Snapping a “Your pardon, merchant!” at the wheezingly chittering fellow, the Mouser strode on without backward glance. He grinned conceitedly under his mask. These rats were easy to befool!—and perhaps reduction in size had sharpened finer his own sharp wits.

He was tempted for an instant to turn back and lure off and rob the fat fellow, but realized at once that in the human world the chinking goldpieces would be smaller than sequins.

This thought set his mind on a problem which had been obscurely terrifying him ever since he had plunged into the rat-world. Sheelba had said the effects of the potion would last for nine hours. Then presumably the Mouser would resume his normal size as swiftly as he had lost it. To have that happen in a burrow or even in the foot-and-a-half-high, pillar-studded concourse would be disastrous—it made him wince to think of it.

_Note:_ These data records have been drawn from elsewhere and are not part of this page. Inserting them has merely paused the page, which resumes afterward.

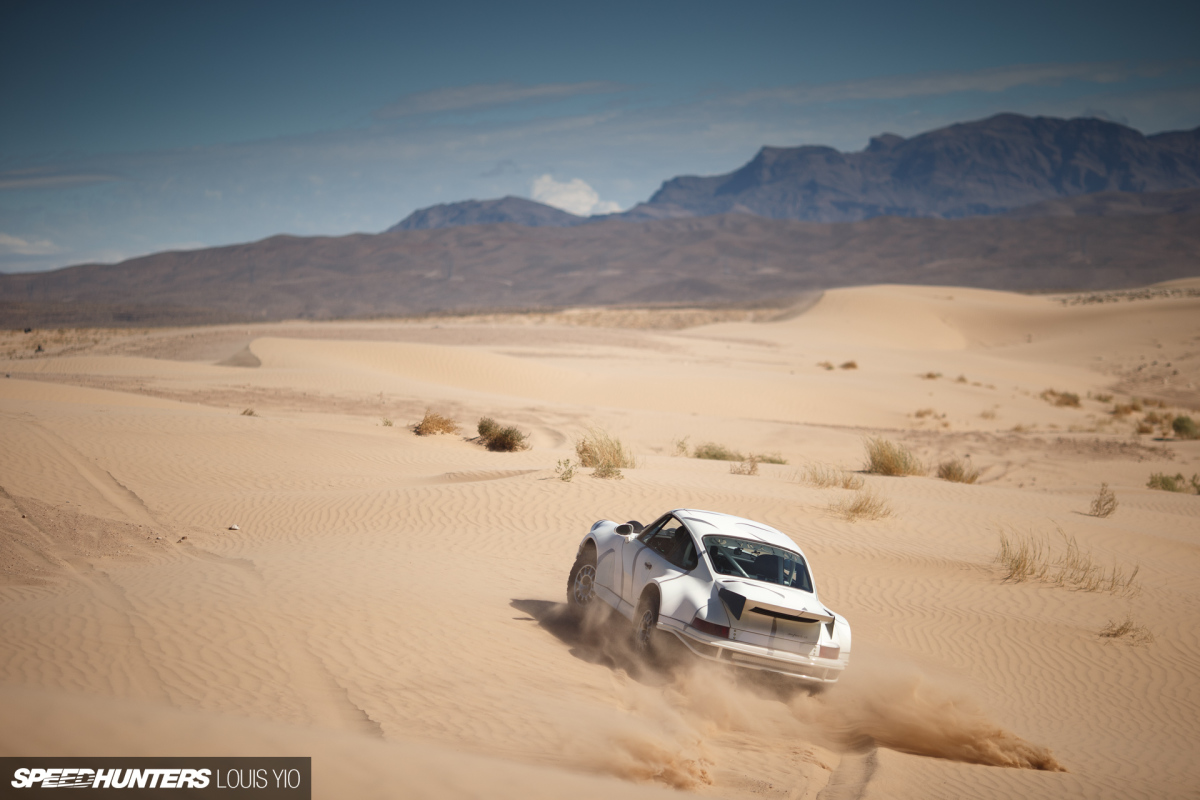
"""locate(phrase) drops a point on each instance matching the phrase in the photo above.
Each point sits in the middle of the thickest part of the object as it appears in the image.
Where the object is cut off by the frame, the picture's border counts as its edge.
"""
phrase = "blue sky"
(133, 127)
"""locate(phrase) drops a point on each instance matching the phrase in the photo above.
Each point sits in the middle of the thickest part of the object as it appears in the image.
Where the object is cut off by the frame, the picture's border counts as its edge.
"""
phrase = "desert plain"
(391, 605)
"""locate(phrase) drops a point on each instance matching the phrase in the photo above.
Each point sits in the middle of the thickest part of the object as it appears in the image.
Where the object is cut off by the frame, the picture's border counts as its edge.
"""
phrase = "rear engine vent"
(766, 612)
(712, 629)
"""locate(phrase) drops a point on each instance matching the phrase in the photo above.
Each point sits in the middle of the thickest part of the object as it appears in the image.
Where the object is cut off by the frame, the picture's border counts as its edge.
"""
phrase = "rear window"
(744, 559)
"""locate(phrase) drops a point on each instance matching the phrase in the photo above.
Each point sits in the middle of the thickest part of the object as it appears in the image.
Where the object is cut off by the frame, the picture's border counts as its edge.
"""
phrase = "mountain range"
(1006, 203)
(976, 168)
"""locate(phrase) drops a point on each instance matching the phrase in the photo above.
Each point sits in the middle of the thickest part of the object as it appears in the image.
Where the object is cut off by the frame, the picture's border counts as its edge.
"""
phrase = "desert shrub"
(748, 467)
(1031, 558)
(1104, 503)
(886, 457)
(958, 471)
(565, 470)
(507, 439)
(1185, 427)
(1061, 398)
(501, 438)
(825, 476)
(600, 450)
(1127, 629)
(714, 451)
(607, 471)
(1176, 482)
(486, 427)
(433, 422)
(864, 504)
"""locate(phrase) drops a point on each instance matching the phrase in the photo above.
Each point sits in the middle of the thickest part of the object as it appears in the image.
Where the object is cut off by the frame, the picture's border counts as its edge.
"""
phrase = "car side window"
(671, 540)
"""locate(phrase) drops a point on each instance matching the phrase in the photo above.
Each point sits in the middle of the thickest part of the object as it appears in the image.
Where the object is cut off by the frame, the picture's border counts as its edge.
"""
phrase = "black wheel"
(581, 582)
(646, 623)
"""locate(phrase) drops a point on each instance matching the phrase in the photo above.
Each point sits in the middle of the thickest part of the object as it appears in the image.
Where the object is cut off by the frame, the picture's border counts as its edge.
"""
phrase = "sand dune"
(390, 603)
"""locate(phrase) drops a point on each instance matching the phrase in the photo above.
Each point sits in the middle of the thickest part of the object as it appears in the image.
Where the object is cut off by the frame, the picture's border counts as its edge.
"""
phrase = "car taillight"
(712, 629)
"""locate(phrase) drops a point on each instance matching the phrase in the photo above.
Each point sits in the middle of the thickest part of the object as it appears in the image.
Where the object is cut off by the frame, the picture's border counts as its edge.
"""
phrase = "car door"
(631, 553)
(654, 559)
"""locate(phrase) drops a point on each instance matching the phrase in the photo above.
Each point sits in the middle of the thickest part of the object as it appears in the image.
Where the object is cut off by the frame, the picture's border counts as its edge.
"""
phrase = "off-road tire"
(581, 582)
(646, 623)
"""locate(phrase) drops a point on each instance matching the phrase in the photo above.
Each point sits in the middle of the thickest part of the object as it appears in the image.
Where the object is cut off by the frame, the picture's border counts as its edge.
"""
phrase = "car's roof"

Now, the Mouser had no intention of staying anything like nine hours in the rat-world. On the other hand, he didn’t exactly want to escape at once. Dodging around in Lankhmar like a nimbly animate gray doll for half a night didn’t appeal to him—it would be shame-making even if, or perhaps especially if while doll-size he had to report his important intelligences about the rat-world to Glipkerio and Olegnya Mingolsbane—with Hisvet watching perhaps. Besides, his mind was already afire with schemes to assassinate the rats’ king, if they had one, or foil their obvious project of conquest in some even more spectacular fashion on their home ground. He felt a peculiarly great self-confidence and had not realized yet that it was because he was fully as tall as the taller rats around, as tall as Fafhrd, relatively, and no longer the smallish man he had been all his life.